If President Joseph Nyumah Boakai is truly committed to fighting corruption, then his actions must move beyond temporary suspensions and politically convenient indictments.

The real test lies in how his administration confronts Liberia’s fragile institutions, the Legislature and Judiciary, and how it balances its domestic campaign with mounting pressure from international partners.

A Legislature at the Center of Doubt

The Liberian Legislature is a central, but often compromised, player in the corruption fight. For decades, it has toggled between being a gatekeeper of accountability and a broker of impunity. In 2010, former President Ellen Johnson Sirleaf offered a stark indictment of the institution:

“There can be no meaningful development if those elected to enact laws become merchants of concessions and contracts., President Sirleaf, State of the Nation, 2010

Today, under President Boakai, little has changed. Several current legislators were senior officials or close allies of indicted figures from past regimes. While the Asset Recovery Team has pursued charges against former officials, the Legislature itself has escaped meaningful scrutiny, despite being ranked in CENTAL’s 2023 State of Corruption Report as one of Liberia’s “least transparent institutions.”

Cllr. J. Fonati Koffa was controversially removed as Speaker, an action many see not as justice, but as political retaliation for his bold attempts to introduce reform, enforce audits, and demand accountability within the House of Representatives.

The Judiciary: Referee or Accomplice?

If the fight against corruption is to be taken seriously, the judiciary must be its backbone. Unfortunately, the courts remain a soft spot in Liberia’s anti-corruption armor. The U.S. State Department’s 2021 Human Rights Report on Liberia laid bare the problem:

“Judicial independence in Liberia remains compromised by executive influence, limited resources, and corruption within the judiciary itself.”

Chief Justice Sie-A-Nyene Yuoh’s upcoming retirement provides President Boakai with a unique opportunity to shape the Supreme Court for a generation. But that opportunity comes with a heavy burden. Will he nominate a politically loyal ally, or an independent-minded reformer capable of strengthening judicial credibility?

Without reform, the Liberia Anti-Corruption Commission (LACC), no matter how empowered on paper, will remain paralyzed by courts vulnerable to delay, interference, or favoritism.

The International Watchdog: America and the Global Lens

Boakai’s corruption campaign is not unfolding in a vacuum. Liberia’s principal international partners, especially the United States, are watching closely. The U.S. Magnitsky sanctions are not a shot across the bow. They are not symbolic; they are a statement of zero tolerance for entrenched graft.
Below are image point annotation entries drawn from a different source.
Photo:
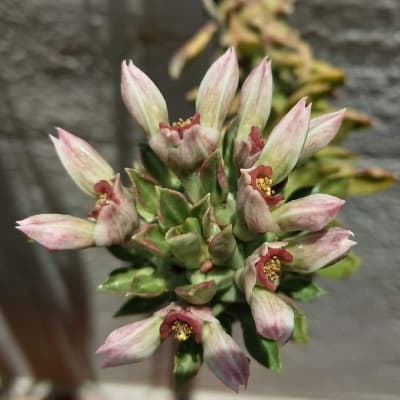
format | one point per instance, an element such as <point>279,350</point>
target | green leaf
<point>172,208</point>
<point>223,277</point>
<point>265,351</point>
<point>370,181</point>
<point>119,281</point>
<point>141,305</point>
<point>188,360</point>
<point>187,247</point>
<point>151,239</point>
<point>156,168</point>
<point>223,246</point>
<point>300,288</point>
<point>148,286</point>
<point>197,294</point>
<point>300,333</point>
<point>126,254</point>
<point>145,194</point>
<point>342,269</point>
<point>213,179</point>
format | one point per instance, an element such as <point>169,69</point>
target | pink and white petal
<point>285,143</point>
<point>83,163</point>
<point>217,90</point>
<point>131,343</point>
<point>322,131</point>
<point>317,250</point>
<point>142,98</point>
<point>117,219</point>
<point>310,213</point>
<point>255,99</point>
<point>273,317</point>
<point>58,231</point>
<point>224,357</point>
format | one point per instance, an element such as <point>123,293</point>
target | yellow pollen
<point>101,201</point>
<point>181,330</point>
<point>272,269</point>
<point>182,123</point>
<point>264,184</point>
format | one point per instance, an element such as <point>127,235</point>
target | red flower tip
<point>262,182</point>
<point>268,267</point>
<point>256,141</point>
<point>181,125</point>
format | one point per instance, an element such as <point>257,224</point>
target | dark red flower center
<point>181,324</point>
<point>262,182</point>
<point>256,141</point>
<point>181,125</point>
<point>105,194</point>
<point>269,267</point>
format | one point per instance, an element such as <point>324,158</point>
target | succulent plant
<point>211,228</point>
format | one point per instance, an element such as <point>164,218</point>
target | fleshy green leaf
<point>145,193</point>
<point>140,305</point>
<point>302,289</point>
<point>200,293</point>
<point>148,286</point>
<point>172,208</point>
<point>156,168</point>
<point>342,269</point>
<point>119,280</point>
<point>213,179</point>
<point>151,239</point>
<point>265,351</point>
<point>223,277</point>
<point>188,360</point>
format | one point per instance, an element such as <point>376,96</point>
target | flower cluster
<point>211,231</point>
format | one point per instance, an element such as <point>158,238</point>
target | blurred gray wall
<point>59,66</point>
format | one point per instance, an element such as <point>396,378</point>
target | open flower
<point>134,342</point>
<point>183,145</point>
<point>112,221</point>
<point>319,249</point>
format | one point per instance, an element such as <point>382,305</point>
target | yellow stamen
<point>182,123</point>
<point>272,269</point>
<point>264,184</point>
<point>181,330</point>
<point>101,201</point>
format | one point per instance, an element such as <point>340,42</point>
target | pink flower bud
<point>285,143</point>
<point>82,162</point>
<point>224,357</point>
<point>142,98</point>
<point>58,232</point>
<point>263,267</point>
<point>317,250</point>
<point>273,317</point>
<point>246,151</point>
<point>322,130</point>
<point>217,90</point>
<point>255,99</point>
<point>184,145</point>
<point>255,197</point>
<point>310,213</point>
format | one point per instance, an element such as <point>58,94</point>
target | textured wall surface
<point>60,67</point>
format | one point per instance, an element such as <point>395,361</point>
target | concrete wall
<point>60,67</point>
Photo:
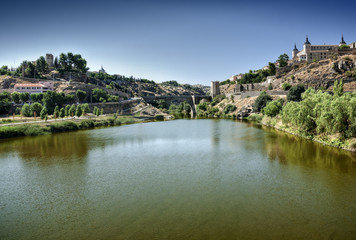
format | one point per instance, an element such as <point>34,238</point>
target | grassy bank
<point>62,126</point>
<point>335,140</point>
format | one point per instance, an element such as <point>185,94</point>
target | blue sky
<point>188,41</point>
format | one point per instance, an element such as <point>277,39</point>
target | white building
<point>33,87</point>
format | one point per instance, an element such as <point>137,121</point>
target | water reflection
<point>48,149</point>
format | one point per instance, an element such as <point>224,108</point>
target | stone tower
<point>215,88</point>
<point>49,60</point>
<point>342,40</point>
<point>307,48</point>
<point>295,51</point>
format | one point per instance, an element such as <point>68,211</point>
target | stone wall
<point>113,107</point>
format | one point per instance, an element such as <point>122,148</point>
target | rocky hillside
<point>321,74</point>
<point>118,87</point>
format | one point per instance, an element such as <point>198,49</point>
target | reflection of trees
<point>295,150</point>
<point>49,148</point>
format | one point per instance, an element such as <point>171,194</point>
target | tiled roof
<point>29,85</point>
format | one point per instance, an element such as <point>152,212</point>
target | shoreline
<point>74,124</point>
<point>312,137</point>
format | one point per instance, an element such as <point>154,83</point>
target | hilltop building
<point>49,60</point>
<point>320,52</point>
<point>215,89</point>
<point>102,70</point>
<point>40,87</point>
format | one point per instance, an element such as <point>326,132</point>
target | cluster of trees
<point>207,109</point>
<point>116,77</point>
<point>100,95</point>
<point>181,110</point>
<point>71,63</point>
<point>314,112</point>
<point>259,75</point>
<point>4,70</point>
<point>66,63</point>
<point>171,83</point>
<point>37,109</point>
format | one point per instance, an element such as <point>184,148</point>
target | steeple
<point>342,40</point>
<point>307,40</point>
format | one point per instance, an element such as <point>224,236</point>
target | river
<point>182,179</point>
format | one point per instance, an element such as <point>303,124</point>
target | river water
<point>183,179</point>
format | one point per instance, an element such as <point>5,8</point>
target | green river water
<point>182,179</point>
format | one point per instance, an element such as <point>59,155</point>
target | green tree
<point>72,110</point>
<point>81,95</point>
<point>5,105</point>
<point>15,97</point>
<point>98,94</point>
<point>52,99</point>
<point>30,69</point>
<point>273,108</point>
<point>62,113</point>
<point>295,93</point>
<point>272,69</point>
<point>79,111</point>
<point>35,108</point>
<point>95,109</point>
<point>85,108</point>
<point>261,101</point>
<point>41,65</point>
<point>338,88</point>
<point>56,112</point>
<point>24,97</point>
<point>26,111</point>
<point>286,86</point>
<point>36,97</point>
<point>229,108</point>
<point>44,113</point>
<point>283,60</point>
<point>66,110</point>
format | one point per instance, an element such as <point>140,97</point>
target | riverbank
<point>73,124</point>
<point>329,140</point>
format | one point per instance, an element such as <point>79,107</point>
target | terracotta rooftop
<point>29,85</point>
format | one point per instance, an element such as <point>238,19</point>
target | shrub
<point>79,111</point>
<point>159,117</point>
<point>62,113</point>
<point>286,86</point>
<point>26,111</point>
<point>85,108</point>
<point>273,108</point>
<point>81,95</point>
<point>18,111</point>
<point>338,88</point>
<point>72,110</point>
<point>229,108</point>
<point>33,130</point>
<point>255,117</point>
<point>87,124</point>
<point>66,110</point>
<point>35,108</point>
<point>261,101</point>
<point>295,93</point>
<point>63,126</point>
<point>43,113</point>
<point>56,112</point>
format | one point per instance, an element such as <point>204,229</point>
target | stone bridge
<point>193,100</point>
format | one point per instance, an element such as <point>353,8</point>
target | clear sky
<point>188,41</point>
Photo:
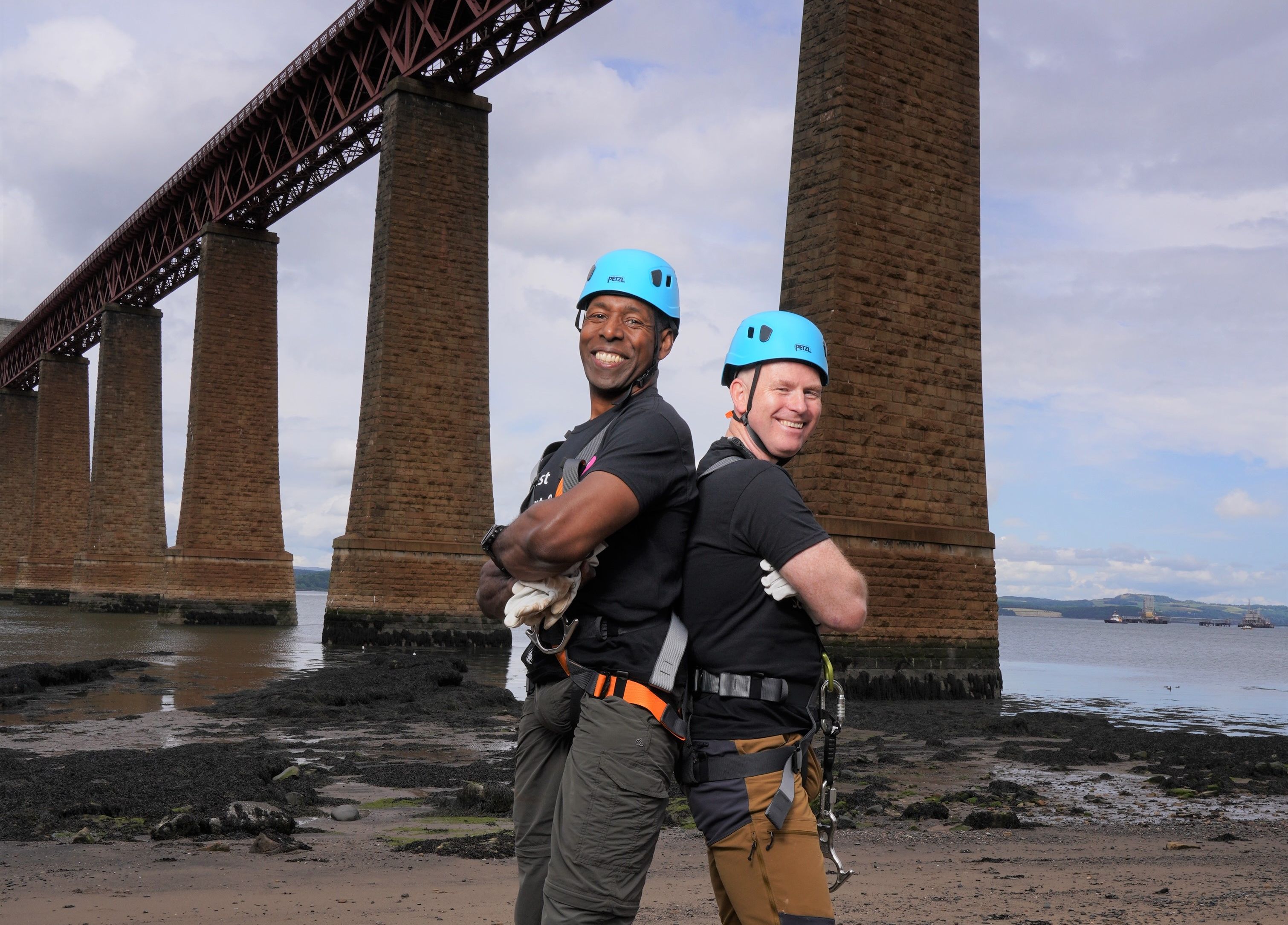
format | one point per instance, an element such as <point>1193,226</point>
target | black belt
<point>753,687</point>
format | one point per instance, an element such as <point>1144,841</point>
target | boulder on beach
<point>983,818</point>
<point>346,813</point>
<point>257,817</point>
<point>178,826</point>
<point>266,844</point>
<point>928,809</point>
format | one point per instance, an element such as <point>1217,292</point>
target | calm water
<point>1176,676</point>
<point>1166,677</point>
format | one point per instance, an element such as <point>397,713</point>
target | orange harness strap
<point>601,686</point>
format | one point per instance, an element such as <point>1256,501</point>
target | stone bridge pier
<point>883,253</point>
<point>60,484</point>
<point>230,563</point>
<point>17,478</point>
<point>408,566</point>
<point>123,565</point>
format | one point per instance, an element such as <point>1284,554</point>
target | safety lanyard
<point>830,723</point>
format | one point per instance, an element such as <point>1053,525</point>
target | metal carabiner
<point>562,644</point>
<point>826,830</point>
<point>831,725</point>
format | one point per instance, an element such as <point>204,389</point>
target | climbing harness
<point>599,684</point>
<point>573,470</point>
<point>830,722</point>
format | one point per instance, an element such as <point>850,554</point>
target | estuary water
<point>1174,677</point>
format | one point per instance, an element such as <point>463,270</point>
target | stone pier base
<point>43,581</point>
<point>243,589</point>
<point>424,600</point>
<point>136,583</point>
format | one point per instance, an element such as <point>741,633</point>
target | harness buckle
<point>570,628</point>
<point>735,686</point>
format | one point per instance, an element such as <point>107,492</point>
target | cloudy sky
<point>1135,217</point>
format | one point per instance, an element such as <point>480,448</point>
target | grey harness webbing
<point>721,464</point>
<point>668,665</point>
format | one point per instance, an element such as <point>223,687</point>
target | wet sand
<point>1084,874</point>
<point>404,739</point>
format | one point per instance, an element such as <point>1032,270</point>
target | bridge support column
<point>123,567</point>
<point>883,253</point>
<point>406,568</point>
<point>61,482</point>
<point>17,476</point>
<point>230,563</point>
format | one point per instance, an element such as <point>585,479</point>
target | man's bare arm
<point>833,589</point>
<point>550,538</point>
<point>495,589</point>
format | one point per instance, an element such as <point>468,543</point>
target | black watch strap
<point>489,540</point>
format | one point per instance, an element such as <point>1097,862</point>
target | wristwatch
<point>489,539</point>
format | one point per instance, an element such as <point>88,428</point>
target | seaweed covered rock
<point>925,809</point>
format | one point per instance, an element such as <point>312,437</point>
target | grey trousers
<point>589,802</point>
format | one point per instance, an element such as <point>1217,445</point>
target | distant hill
<point>312,579</point>
<point>1130,606</point>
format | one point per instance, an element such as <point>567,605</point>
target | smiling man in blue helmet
<point>593,566</point>
<point>761,575</point>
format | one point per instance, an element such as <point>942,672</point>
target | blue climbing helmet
<point>765,338</point>
<point>637,273</point>
<point>776,335</point>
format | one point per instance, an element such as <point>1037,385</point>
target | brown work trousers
<point>589,800</point>
<point>761,875</point>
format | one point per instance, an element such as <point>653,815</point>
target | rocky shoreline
<point>422,759</point>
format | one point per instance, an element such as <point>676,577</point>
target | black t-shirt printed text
<point>648,446</point>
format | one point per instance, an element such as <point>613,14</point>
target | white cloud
<point>80,52</point>
<point>1238,504</point>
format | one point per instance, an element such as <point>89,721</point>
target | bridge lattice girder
<point>313,124</point>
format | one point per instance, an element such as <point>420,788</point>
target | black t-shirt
<point>648,446</point>
<point>747,510</point>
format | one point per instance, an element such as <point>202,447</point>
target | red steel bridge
<point>313,124</point>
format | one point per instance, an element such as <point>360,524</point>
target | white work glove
<point>776,585</point>
<point>549,597</point>
<point>780,589</point>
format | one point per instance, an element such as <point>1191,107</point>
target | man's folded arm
<point>829,587</point>
<point>550,538</point>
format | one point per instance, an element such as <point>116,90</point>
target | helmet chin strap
<point>745,419</point>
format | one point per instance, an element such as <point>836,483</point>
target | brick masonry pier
<point>60,485</point>
<point>230,563</point>
<point>123,567</point>
<point>883,253</point>
<point>17,475</point>
<point>406,570</point>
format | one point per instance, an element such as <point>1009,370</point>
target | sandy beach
<point>425,757</point>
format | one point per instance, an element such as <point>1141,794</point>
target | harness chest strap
<point>599,686</point>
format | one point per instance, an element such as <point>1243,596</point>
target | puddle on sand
<point>187,665</point>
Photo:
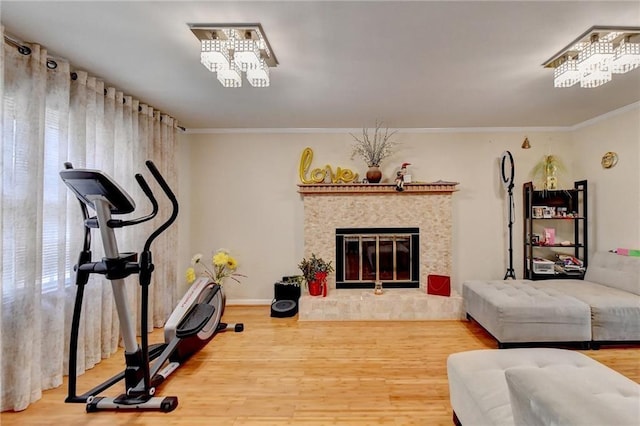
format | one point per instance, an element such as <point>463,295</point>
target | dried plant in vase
<point>373,149</point>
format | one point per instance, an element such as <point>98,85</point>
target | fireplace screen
<point>366,255</point>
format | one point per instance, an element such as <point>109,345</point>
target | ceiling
<point>414,64</point>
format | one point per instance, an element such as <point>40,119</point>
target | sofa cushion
<point>613,270</point>
<point>477,384</point>
<point>590,394</point>
<point>615,314</point>
<point>516,312</point>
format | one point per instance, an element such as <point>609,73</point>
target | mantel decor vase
<point>374,175</point>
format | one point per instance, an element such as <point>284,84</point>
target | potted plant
<point>315,271</point>
<point>547,170</point>
<point>223,266</point>
<point>373,149</point>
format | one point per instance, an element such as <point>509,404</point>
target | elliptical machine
<point>194,322</point>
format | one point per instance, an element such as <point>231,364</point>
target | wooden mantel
<point>438,187</point>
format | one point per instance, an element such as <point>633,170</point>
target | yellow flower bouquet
<point>223,266</point>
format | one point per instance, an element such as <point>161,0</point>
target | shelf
<point>567,228</point>
<point>559,218</point>
<point>554,245</point>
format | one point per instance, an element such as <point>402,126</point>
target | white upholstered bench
<point>548,386</point>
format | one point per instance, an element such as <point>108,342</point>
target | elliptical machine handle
<point>170,195</point>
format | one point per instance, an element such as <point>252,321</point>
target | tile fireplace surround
<point>426,206</point>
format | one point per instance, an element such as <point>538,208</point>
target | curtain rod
<point>51,63</point>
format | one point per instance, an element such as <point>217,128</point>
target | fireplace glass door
<point>364,256</point>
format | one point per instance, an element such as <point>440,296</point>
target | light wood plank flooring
<point>285,372</point>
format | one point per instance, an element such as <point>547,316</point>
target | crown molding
<point>310,130</point>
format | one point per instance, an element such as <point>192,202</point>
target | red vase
<point>315,288</point>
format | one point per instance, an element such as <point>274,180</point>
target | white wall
<point>614,194</point>
<point>239,191</point>
<point>242,194</point>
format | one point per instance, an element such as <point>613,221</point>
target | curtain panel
<point>51,115</point>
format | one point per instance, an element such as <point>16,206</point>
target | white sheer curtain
<point>50,116</point>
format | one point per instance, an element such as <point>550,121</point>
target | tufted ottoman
<point>548,386</point>
<point>516,312</point>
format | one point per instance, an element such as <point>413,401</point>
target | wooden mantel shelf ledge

In a firm 2022 statement, the U.S. Embassy in Monrovia declared: “The fight against corruption is fundamental to Liberia’s progress. Accountability must not be politicized.”

That warning still holds. As USAID, the EU, and the World Bank continue to funnel aid into Liberia’s governance and development programs, consistency, not theatrics, will be the true currency of trust.

The World Bank’s 2025 Country Economic Memorandum put it plainly: “Corruption and poor public financial management remain significant constraints to growth. Institutional reform must accompany anti-corruption rhetoric.”, World Bank CEM, March 2025

Boakai’s administration must ensure that this rhetoric is finally matched by reform.

Will Boakai Rewrite Liberia’s Script?

The contradictions in President Boakai’s corruption fight are not new, and they need not be fatal. But they must be resolved quickly.

In 1982, after executing 13 officials accused of corruption, President Samuel Doe declared:

“We will cleanse this country of corruption.”

Forty-three years later, Liberia is still waiting, not for more cleansing, but for fairness, independence, and institutional strength. If President Boakai wants to break this cycle, he must do what others failed to: ensure the law applies equally, protect truth-tellers, and empower institutions that work. The opportunity is real. The question is, will he seize it?